Employees choosing workplace health benefits for next year will probably not see a major change in their premiums. But they are likely to encounter more options for "virtual" doctor visits.
As the annual open enrollment season for health benefits gets underway, more large employers are offering services that let patients consult doctors who are in a separate location, using technology like secure video chats or remote monitoring. About three-quarters of large firms that offer health insurance now cover such "telemedicine," a recent survey from the Kaiser Family Foundation found. That is up from 27 percent three years ago.
And half the large employers that were surveyed by the National Business Group on Health said adopting virtual solutions was their "top initiative" in 2019. The nearly 160 companies in the survey collectively employ about 13 million people.
Employers are moving to virtual care partly to make health care more convenient for workers, who can get advice for nonemergency ailments without visiting a doctor's office.
Employers are also seeking ways to rein in health care costs by reducing unnecessary office and emergency room visits.
The average total annual premium paid for family health coverage is about $20,000, up 5 percent since 2017 and 20 percent over the past five years, the Kaiser foundation found.

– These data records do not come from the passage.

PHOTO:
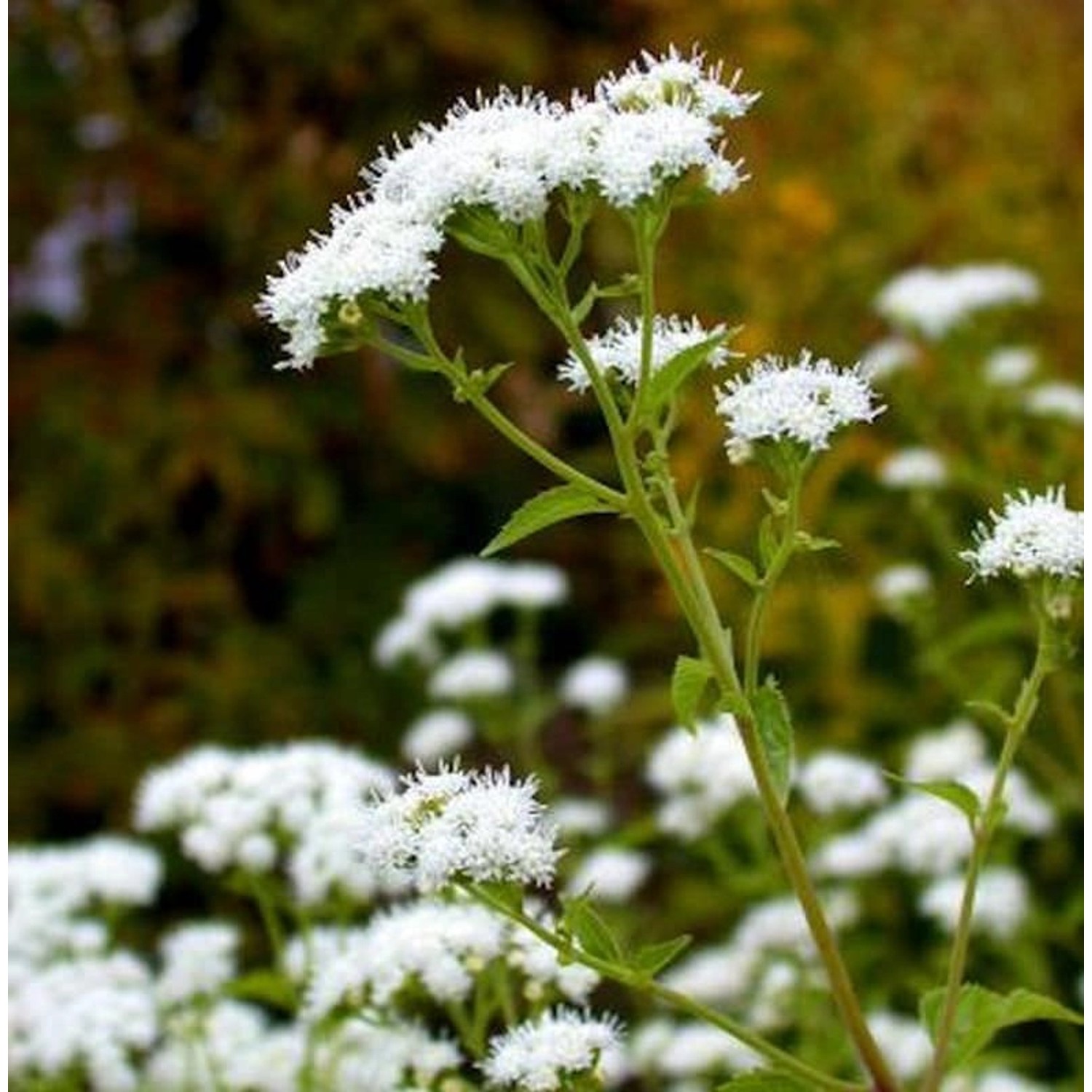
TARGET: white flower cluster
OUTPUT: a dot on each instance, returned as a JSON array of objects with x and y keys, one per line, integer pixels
[
  {"x": 93, "y": 1013},
  {"x": 834, "y": 781},
  {"x": 459, "y": 594},
  {"x": 426, "y": 947},
  {"x": 452, "y": 825},
  {"x": 596, "y": 684},
  {"x": 545, "y": 1054},
  {"x": 900, "y": 585},
  {"x": 1032, "y": 535},
  {"x": 505, "y": 157},
  {"x": 926, "y": 836},
  {"x": 609, "y": 874},
  {"x": 1061, "y": 401},
  {"x": 253, "y": 810},
  {"x": 701, "y": 775},
  {"x": 804, "y": 402},
  {"x": 934, "y": 301},
  {"x": 914, "y": 469},
  {"x": 617, "y": 353}
]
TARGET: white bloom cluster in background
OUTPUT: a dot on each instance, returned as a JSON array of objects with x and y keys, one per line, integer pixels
[
  {"x": 1032, "y": 535},
  {"x": 545, "y": 1054},
  {"x": 805, "y": 401},
  {"x": 505, "y": 157},
  {"x": 934, "y": 301},
  {"x": 598, "y": 685},
  {"x": 462, "y": 593},
  {"x": 617, "y": 353},
  {"x": 295, "y": 805},
  {"x": 914, "y": 469},
  {"x": 900, "y": 585},
  {"x": 452, "y": 825},
  {"x": 700, "y": 775}
]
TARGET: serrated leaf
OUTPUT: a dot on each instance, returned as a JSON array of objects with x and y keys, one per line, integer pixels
[
  {"x": 266, "y": 987},
  {"x": 673, "y": 373},
  {"x": 762, "y": 1080},
  {"x": 950, "y": 792},
  {"x": 561, "y": 502},
  {"x": 743, "y": 567},
  {"x": 775, "y": 733},
  {"x": 651, "y": 959},
  {"x": 981, "y": 1013},
  {"x": 689, "y": 681},
  {"x": 587, "y": 926}
]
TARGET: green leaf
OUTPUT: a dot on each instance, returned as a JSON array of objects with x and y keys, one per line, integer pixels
[
  {"x": 762, "y": 1080},
  {"x": 590, "y": 930},
  {"x": 775, "y": 732},
  {"x": 266, "y": 987},
  {"x": 561, "y": 502},
  {"x": 804, "y": 541},
  {"x": 951, "y": 792},
  {"x": 668, "y": 379},
  {"x": 743, "y": 567},
  {"x": 981, "y": 1013},
  {"x": 651, "y": 959},
  {"x": 689, "y": 681}
]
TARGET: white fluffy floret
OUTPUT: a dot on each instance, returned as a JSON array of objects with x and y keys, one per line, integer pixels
[
  {"x": 543, "y": 1055},
  {"x": 1032, "y": 535},
  {"x": 1061, "y": 401},
  {"x": 435, "y": 946},
  {"x": 198, "y": 960},
  {"x": 375, "y": 247},
  {"x": 617, "y": 353},
  {"x": 834, "y": 781},
  {"x": 91, "y": 1015},
  {"x": 596, "y": 685},
  {"x": 914, "y": 469},
  {"x": 933, "y": 301},
  {"x": 474, "y": 673},
  {"x": 887, "y": 357},
  {"x": 701, "y": 775},
  {"x": 805, "y": 402},
  {"x": 900, "y": 585},
  {"x": 452, "y": 825},
  {"x": 437, "y": 734},
  {"x": 1009, "y": 366},
  {"x": 904, "y": 1042},
  {"x": 1000, "y": 903},
  {"x": 251, "y": 810},
  {"x": 609, "y": 874}
]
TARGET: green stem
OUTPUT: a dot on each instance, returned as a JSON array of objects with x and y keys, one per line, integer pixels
[
  {"x": 983, "y": 829},
  {"x": 676, "y": 1000}
]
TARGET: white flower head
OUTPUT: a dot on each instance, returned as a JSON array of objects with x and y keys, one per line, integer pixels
[
  {"x": 609, "y": 874},
  {"x": 1032, "y": 535},
  {"x": 543, "y": 1055},
  {"x": 438, "y": 734},
  {"x": 914, "y": 469},
  {"x": 934, "y": 301},
  {"x": 805, "y": 401},
  {"x": 596, "y": 684},
  {"x": 1061, "y": 401},
  {"x": 617, "y": 353},
  {"x": 451, "y": 825},
  {"x": 1009, "y": 366},
  {"x": 900, "y": 585},
  {"x": 474, "y": 673}
]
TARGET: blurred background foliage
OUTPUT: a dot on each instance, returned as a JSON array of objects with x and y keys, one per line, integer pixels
[{"x": 203, "y": 550}]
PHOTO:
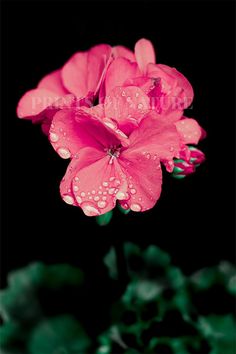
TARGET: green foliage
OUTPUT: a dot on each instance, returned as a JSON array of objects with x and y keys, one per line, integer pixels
[
  {"x": 103, "y": 220},
  {"x": 158, "y": 312},
  {"x": 26, "y": 329}
]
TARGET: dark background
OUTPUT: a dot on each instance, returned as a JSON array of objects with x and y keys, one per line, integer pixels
[{"x": 194, "y": 219}]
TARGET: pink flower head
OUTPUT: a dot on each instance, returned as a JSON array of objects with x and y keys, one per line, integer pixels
[
  {"x": 106, "y": 166},
  {"x": 188, "y": 162},
  {"x": 166, "y": 87},
  {"x": 79, "y": 78},
  {"x": 117, "y": 146}
]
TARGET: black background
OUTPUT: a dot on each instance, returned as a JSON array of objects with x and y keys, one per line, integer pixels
[{"x": 194, "y": 219}]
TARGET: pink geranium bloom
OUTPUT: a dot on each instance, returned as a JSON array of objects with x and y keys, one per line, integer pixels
[
  {"x": 166, "y": 87},
  {"x": 80, "y": 77},
  {"x": 107, "y": 166}
]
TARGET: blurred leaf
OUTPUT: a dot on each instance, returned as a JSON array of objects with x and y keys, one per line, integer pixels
[
  {"x": 103, "y": 220},
  {"x": 111, "y": 263},
  {"x": 24, "y": 285},
  {"x": 59, "y": 335},
  {"x": 220, "y": 331}
]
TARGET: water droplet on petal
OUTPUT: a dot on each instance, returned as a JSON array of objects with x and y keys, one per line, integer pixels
[
  {"x": 78, "y": 199},
  {"x": 89, "y": 209},
  {"x": 136, "y": 207},
  {"x": 111, "y": 191},
  {"x": 53, "y": 137},
  {"x": 68, "y": 199},
  {"x": 102, "y": 204},
  {"x": 64, "y": 153},
  {"x": 121, "y": 195}
]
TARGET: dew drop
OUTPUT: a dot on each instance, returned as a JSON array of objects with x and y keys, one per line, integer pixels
[
  {"x": 68, "y": 199},
  {"x": 102, "y": 204},
  {"x": 53, "y": 137},
  {"x": 64, "y": 153},
  {"x": 89, "y": 209},
  {"x": 78, "y": 199},
  {"x": 111, "y": 191},
  {"x": 136, "y": 207},
  {"x": 121, "y": 195}
]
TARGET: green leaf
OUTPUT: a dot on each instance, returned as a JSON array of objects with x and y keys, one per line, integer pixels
[
  {"x": 103, "y": 220},
  {"x": 61, "y": 335},
  {"x": 111, "y": 263}
]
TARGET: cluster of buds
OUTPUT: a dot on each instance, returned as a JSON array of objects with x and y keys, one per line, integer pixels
[{"x": 187, "y": 163}]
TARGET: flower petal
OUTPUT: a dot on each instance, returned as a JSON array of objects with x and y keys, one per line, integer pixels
[
  {"x": 72, "y": 130},
  {"x": 119, "y": 71},
  {"x": 144, "y": 53},
  {"x": 144, "y": 175},
  {"x": 97, "y": 195},
  {"x": 120, "y": 51},
  {"x": 179, "y": 88},
  {"x": 189, "y": 130},
  {"x": 53, "y": 82},
  {"x": 82, "y": 73},
  {"x": 156, "y": 138},
  {"x": 34, "y": 102},
  {"x": 126, "y": 104}
]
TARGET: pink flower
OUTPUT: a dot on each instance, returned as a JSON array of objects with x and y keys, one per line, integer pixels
[
  {"x": 167, "y": 88},
  {"x": 80, "y": 77},
  {"x": 187, "y": 163},
  {"x": 107, "y": 166}
]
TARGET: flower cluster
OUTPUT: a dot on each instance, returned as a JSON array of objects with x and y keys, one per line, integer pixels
[{"x": 117, "y": 115}]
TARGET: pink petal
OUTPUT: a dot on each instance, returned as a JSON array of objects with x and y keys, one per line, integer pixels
[
  {"x": 120, "y": 51},
  {"x": 34, "y": 102},
  {"x": 156, "y": 139},
  {"x": 98, "y": 195},
  {"x": 189, "y": 130},
  {"x": 53, "y": 82},
  {"x": 182, "y": 89},
  {"x": 144, "y": 176},
  {"x": 72, "y": 130},
  {"x": 119, "y": 71},
  {"x": 82, "y": 72},
  {"x": 144, "y": 53},
  {"x": 110, "y": 125},
  {"x": 126, "y": 104}
]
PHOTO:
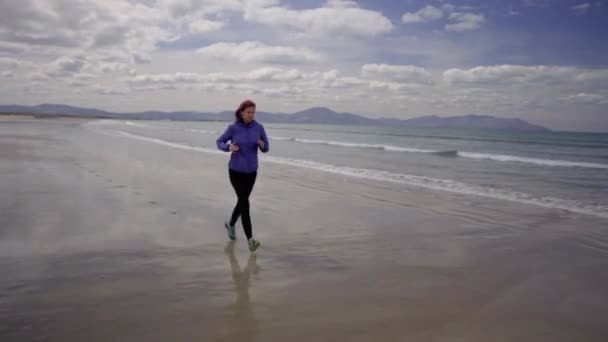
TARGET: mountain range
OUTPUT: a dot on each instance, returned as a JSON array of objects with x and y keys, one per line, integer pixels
[{"x": 315, "y": 115}]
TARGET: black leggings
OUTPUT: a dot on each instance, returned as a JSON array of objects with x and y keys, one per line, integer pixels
[{"x": 242, "y": 184}]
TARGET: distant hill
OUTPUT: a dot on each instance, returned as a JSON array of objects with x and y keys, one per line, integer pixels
[{"x": 315, "y": 115}]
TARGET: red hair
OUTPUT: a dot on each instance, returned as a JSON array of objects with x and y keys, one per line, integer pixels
[{"x": 238, "y": 115}]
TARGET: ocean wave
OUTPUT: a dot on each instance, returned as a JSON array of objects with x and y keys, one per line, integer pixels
[
  {"x": 454, "y": 153},
  {"x": 412, "y": 180}
]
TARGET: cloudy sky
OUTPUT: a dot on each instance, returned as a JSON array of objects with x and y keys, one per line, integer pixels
[{"x": 545, "y": 61}]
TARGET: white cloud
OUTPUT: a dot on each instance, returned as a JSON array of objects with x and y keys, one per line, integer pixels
[
  {"x": 586, "y": 98},
  {"x": 257, "y": 52},
  {"x": 8, "y": 74},
  {"x": 336, "y": 17},
  {"x": 187, "y": 8},
  {"x": 537, "y": 3},
  {"x": 398, "y": 73},
  {"x": 110, "y": 90},
  {"x": 426, "y": 14},
  {"x": 448, "y": 7},
  {"x": 582, "y": 8},
  {"x": 508, "y": 74},
  {"x": 464, "y": 22},
  {"x": 204, "y": 25}
]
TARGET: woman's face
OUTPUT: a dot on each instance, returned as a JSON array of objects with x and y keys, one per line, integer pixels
[{"x": 248, "y": 114}]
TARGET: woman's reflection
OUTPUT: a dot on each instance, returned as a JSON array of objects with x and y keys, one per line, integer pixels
[{"x": 244, "y": 324}]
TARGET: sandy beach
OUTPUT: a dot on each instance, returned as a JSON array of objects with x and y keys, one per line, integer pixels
[{"x": 106, "y": 238}]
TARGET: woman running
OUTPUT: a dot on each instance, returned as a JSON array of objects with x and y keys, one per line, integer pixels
[{"x": 246, "y": 136}]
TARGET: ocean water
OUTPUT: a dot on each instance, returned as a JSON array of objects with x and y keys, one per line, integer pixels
[{"x": 561, "y": 170}]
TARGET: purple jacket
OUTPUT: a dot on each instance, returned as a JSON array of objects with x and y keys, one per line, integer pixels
[{"x": 245, "y": 136}]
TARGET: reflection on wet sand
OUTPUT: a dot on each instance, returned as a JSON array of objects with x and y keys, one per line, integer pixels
[{"x": 243, "y": 325}]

Employers pay most of that amount, while employees, on average, contribute about $5,550, Kaiser said. (The share of the family premium paid by workers has remained about 29 or 30 percent since 2010, Kaiser found.) The Kaiser survey, of about 2,200 employers, was conducted in the first seven months of 2018.
Despite employer adoption of virtual visits, they have been slow to catch on with patients. Fewer than 1 percent of enrollees in large employer health insurance plans used telemedicine services in 2016, according to a separate Kaiser analysis of medical claims data.
Mercer, a large employee benefits consulting firm, also found that worker use of telemedicine remained "frustratingly low."